Statistical analyses revealed significant large-sized effects (p < 0.001, 2.19 ≤ d ≤ 4.88, Table 2) of increasing task difficulty on the individual muscles activity (i.e., TA, GM, PL, VM, BF). Adjusted post hoc tests showed significant differences in muscle activity between low and high levels of task difficulty (all p-values ≤ 0.043, Table 2).

TABLE 2

Table 2. Mean EMG amplitudes for the individual muscles and the six levels of balance task difficulty.

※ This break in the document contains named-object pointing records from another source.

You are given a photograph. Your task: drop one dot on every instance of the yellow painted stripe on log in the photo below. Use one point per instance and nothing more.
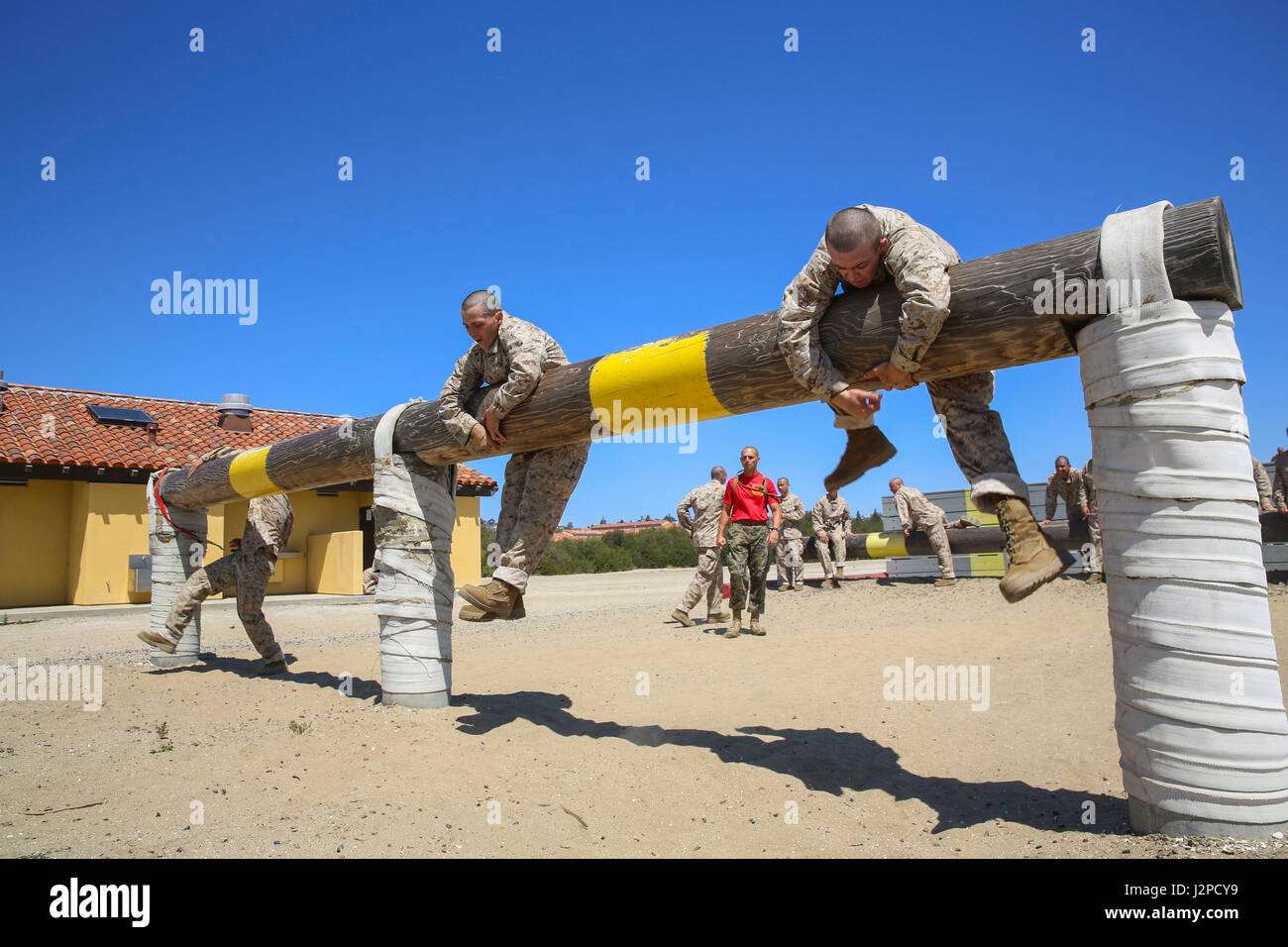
(248, 474)
(883, 544)
(984, 518)
(987, 565)
(655, 385)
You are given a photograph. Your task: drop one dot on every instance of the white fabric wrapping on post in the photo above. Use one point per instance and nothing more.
(172, 561)
(415, 512)
(1201, 719)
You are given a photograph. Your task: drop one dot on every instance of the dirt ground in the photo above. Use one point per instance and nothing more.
(595, 727)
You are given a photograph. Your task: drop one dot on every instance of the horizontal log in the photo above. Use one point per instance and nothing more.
(735, 368)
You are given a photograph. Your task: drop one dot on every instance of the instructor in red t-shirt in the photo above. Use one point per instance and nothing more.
(745, 530)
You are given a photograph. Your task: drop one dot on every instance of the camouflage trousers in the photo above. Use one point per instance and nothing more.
(707, 581)
(249, 577)
(938, 535)
(790, 556)
(537, 486)
(748, 562)
(977, 437)
(829, 548)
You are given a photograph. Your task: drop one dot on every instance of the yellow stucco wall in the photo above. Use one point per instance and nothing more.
(107, 523)
(68, 543)
(467, 539)
(34, 544)
(335, 564)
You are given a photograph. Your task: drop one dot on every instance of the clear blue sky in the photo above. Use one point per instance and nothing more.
(518, 169)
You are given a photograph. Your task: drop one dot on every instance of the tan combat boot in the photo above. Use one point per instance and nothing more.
(1031, 561)
(864, 449)
(159, 642)
(475, 613)
(734, 625)
(497, 599)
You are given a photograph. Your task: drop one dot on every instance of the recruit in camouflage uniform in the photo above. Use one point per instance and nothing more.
(702, 528)
(1069, 483)
(790, 552)
(513, 355)
(248, 570)
(1279, 484)
(831, 525)
(917, 513)
(917, 261)
(1265, 492)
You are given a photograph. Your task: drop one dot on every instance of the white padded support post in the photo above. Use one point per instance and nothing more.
(175, 556)
(1199, 712)
(413, 508)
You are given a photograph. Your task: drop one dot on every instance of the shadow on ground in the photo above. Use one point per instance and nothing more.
(250, 668)
(824, 761)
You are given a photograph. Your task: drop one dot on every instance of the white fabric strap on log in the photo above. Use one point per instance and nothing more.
(415, 589)
(1199, 709)
(175, 556)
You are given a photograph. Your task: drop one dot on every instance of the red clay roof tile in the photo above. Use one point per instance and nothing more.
(54, 425)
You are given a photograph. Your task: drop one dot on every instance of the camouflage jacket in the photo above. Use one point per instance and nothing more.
(915, 258)
(704, 501)
(1279, 491)
(1265, 495)
(791, 509)
(515, 363)
(915, 510)
(1073, 491)
(831, 515)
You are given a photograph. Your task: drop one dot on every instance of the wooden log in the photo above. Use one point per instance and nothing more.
(991, 539)
(737, 368)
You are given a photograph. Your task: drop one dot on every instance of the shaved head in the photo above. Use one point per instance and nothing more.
(482, 300)
(851, 230)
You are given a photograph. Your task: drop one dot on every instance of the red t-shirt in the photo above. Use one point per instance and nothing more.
(750, 497)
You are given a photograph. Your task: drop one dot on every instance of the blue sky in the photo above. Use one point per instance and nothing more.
(518, 169)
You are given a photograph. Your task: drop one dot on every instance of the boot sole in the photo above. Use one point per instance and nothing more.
(1057, 565)
(831, 482)
(159, 642)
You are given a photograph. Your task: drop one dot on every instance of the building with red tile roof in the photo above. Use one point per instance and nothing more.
(73, 466)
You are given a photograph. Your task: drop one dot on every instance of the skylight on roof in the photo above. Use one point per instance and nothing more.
(128, 416)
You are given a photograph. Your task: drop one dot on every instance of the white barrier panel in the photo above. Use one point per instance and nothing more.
(413, 508)
(1199, 714)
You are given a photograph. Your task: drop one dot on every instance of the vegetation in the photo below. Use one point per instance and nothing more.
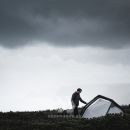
(39, 120)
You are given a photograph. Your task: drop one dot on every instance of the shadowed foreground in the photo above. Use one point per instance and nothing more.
(40, 121)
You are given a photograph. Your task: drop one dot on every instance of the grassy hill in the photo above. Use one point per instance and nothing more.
(39, 120)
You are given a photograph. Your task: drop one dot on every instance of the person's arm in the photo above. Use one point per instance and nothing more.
(82, 100)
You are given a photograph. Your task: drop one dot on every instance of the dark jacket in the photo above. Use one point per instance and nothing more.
(76, 98)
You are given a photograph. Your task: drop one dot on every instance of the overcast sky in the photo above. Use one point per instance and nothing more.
(49, 48)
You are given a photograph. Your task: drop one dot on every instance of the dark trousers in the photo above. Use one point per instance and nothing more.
(76, 111)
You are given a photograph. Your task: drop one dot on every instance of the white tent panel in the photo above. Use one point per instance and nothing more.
(97, 109)
(114, 110)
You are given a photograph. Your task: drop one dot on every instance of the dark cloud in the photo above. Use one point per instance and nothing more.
(65, 22)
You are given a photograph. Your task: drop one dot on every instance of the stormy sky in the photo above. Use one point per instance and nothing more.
(49, 48)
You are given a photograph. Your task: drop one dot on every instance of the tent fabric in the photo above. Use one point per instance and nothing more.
(100, 106)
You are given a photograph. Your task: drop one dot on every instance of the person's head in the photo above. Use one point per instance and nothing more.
(79, 90)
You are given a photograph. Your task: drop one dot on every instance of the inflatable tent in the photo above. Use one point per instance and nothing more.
(100, 106)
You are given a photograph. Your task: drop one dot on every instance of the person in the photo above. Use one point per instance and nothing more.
(75, 101)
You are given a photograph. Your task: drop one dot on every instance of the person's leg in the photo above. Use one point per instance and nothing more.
(76, 111)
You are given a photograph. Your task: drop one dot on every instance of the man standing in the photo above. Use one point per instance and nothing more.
(75, 101)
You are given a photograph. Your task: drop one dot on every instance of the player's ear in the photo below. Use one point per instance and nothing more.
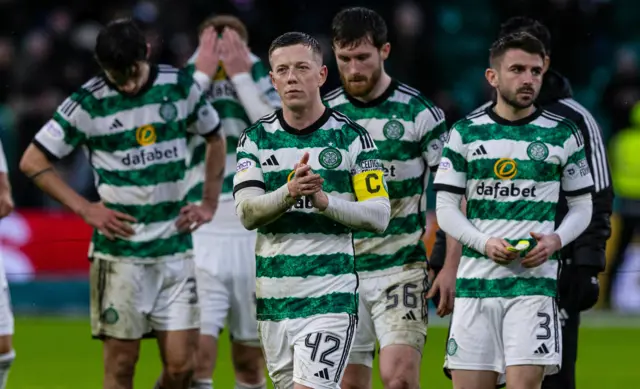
(385, 50)
(492, 77)
(273, 80)
(547, 63)
(323, 75)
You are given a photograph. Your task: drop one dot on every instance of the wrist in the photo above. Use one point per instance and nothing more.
(321, 201)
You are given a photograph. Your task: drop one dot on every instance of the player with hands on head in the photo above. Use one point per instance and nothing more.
(237, 84)
(307, 283)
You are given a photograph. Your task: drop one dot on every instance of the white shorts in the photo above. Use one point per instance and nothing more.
(312, 351)
(226, 274)
(493, 333)
(129, 300)
(6, 313)
(392, 310)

A large main effect of BTD was observed for ankle muscle activity (F_{(1.9, 72.5)} = 81.5, p < 0.001, d = 2.93) in terms of mean EMG amplitude across the muscles (TA, GM, and PL). Post hoc tests with Bonferroni correction showed significant differences in muscle activity (Figure 4A) dependent on BTD between all levels (all p-values ≤ 0.039, 0.34 ≤ d ≤ 2.53) except between level 5 and 6.

FIGURE 4

Figure 4. Absolute mean EMG amplitude values with standard deviation for (A) the ankle (tibialis anterior, peroneus longus, gastrocnemius medialis) and (B) thigh muscles (vastus medialis, biceps femoris) and all six levels of balance task difficulty. Significant differences between levels are indicated by level number with respective asterisks according to the p-values defined in the legend.

Thigh muscle activity (VM, BF) showed a large main effect for BTD (F_{(2.5, 63.3)} = 40.4, p < 0.001, d = 2.54) as well. Pairwise comparison with corrected level of significance for multiple comparison showed significant differences in thigh muscle activity (Figure 4B) dependent on BTD between all levels (all p-values ≤ 0.008, 0.50 ≤ d ≤ 1.74) except between level 1 and 2, between level 3 and 4 as well as between level 5 and 6.

Effects of Balance Task Difficulty on Lower Limb Muscle Coactivation

RmANOVA revealed a large main effect for BTD on lower limb muscle coactivation (F_{(2.9, 34.6)} = 6.0, p = 0.002, d = 1.41) in terms of the CAI for muscles encompassing the ankle (TA-GM). Bonferroni-corrected pairwise comparison showed significant differences in muscle coactivation (Figure 5A) dependent of BTD between level 2 and 5 (p = 0.016, d = 1.39) as well as between level 2 and 6 (p = 0.022, d = 1.25).

FIGURE 5

Figure 5. Coactivation Index (CAI) values with standard deviation for the (A) tibialis anterior (TA) and gastrocnemius medialis (GM) and (B) the vastus medialis (VM) and biceps femoris (BF) and all six levels of balance task difficulty. Significant differences between levels are indicated by level number with respective asterisks according to the p-values defined in the legend.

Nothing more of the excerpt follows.